The Copyright Royalty Board on Friday published in the Federal Register its decision setting the royalty rates that noncommercial broadcasters will pay to the performing rights organizations for the public performance of musical compositions in over-the-air broadcasting during the period 2018-2022. The rates reflect settlements between ASCAP, BMI and SESAC and various organizations representing noncommercial broadcasters. The Corporation for Public Broadcasting agreed to one set of rates paid to cover NPR and PBS affiliates. The NRB (the religious broadcasters’ organization) agreed to another set of rates that apply to non-NPR radio stations not owned by colleges and universities, setting out rates that these noncommercial stations pay to each of the three legacy performing rights organizations. For these radio stations, the rates are based on the population served by each noncommercial station. College and university-owned stations can take advantage of a third set of rates, based primarily on the number of students in the school.

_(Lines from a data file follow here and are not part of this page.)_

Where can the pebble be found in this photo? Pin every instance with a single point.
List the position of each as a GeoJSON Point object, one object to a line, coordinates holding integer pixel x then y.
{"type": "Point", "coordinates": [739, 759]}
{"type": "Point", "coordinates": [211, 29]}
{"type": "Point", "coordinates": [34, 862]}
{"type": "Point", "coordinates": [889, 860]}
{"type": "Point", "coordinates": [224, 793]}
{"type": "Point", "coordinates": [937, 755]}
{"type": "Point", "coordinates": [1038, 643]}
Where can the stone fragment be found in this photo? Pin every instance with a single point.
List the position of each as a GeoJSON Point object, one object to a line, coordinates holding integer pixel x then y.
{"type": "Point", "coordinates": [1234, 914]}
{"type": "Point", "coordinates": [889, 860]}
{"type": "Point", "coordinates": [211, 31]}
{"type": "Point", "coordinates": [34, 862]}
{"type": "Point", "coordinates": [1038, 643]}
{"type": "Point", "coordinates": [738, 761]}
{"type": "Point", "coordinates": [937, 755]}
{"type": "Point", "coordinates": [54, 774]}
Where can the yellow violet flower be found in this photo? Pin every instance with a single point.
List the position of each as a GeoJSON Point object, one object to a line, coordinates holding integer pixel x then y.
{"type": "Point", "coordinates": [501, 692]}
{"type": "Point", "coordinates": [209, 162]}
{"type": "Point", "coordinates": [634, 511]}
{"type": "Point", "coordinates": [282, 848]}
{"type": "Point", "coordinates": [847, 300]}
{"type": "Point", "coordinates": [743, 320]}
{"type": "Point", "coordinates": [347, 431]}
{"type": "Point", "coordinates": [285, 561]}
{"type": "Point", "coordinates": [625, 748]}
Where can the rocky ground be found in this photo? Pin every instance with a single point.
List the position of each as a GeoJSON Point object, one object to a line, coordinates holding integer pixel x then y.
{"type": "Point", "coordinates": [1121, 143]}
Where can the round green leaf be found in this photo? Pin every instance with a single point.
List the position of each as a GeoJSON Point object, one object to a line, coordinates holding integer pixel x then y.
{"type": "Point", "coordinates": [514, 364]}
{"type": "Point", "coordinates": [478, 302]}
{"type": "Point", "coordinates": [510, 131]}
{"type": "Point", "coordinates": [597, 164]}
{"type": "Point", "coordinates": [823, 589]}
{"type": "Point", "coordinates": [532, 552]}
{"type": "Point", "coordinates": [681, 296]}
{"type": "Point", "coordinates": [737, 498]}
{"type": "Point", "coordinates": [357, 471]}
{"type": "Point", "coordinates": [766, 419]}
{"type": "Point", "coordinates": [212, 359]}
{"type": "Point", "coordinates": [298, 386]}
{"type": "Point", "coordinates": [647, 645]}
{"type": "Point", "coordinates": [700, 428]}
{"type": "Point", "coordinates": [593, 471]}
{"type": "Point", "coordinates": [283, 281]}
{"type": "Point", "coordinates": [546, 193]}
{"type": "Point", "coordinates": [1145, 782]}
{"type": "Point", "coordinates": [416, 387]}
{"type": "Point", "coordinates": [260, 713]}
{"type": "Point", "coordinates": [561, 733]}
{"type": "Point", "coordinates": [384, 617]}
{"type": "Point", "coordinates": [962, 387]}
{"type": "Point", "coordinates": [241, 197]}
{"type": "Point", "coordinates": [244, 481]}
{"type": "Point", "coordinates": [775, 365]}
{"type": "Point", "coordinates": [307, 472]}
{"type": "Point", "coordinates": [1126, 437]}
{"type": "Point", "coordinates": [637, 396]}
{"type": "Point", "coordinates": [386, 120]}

Interestingly, the newest PRO, GMR (about which we have written many times in connection with its battles with commercial radio – see for instance our articles here and here), did not file to participate in this proceeding when the proceeding began in early 2016 (see our article here on the commencement of the proceeding). The settlements approved by the CRB recognized that there may be some songwriters and publishers who are not members of ASCAP, BMI and SESAC but have music that is played on the air. A $1 fee to cover this unaffiliated music was provided in the settlement agreements. Only after these settlements were fully negotiated, filed with the CRB for approval, and published in the Federal Register as required by applicable law (well after what would otherwise have been the time for the litigation over the royalty rates had there been no settlements), GMR objected arguing that it should have been allocated royalties equal to those that SESAC is to receive. In the order published in the Federal Register on Friday, the GMR claim was rejected as being barred by the Copyright Act which effectively prohibits organizations from sitting back and ignoring a proceeding until the very last moment. Only “parties” to a proceeding, those that had timely participated in the case, are entitled under the law to object to a settlement and offer alternative proposals. Thus, for the five year period for which these royalties are in effect, this decision settles what the noncommercial broadcaster pays for the public performance rights to musical compositions for over the air broadcasts.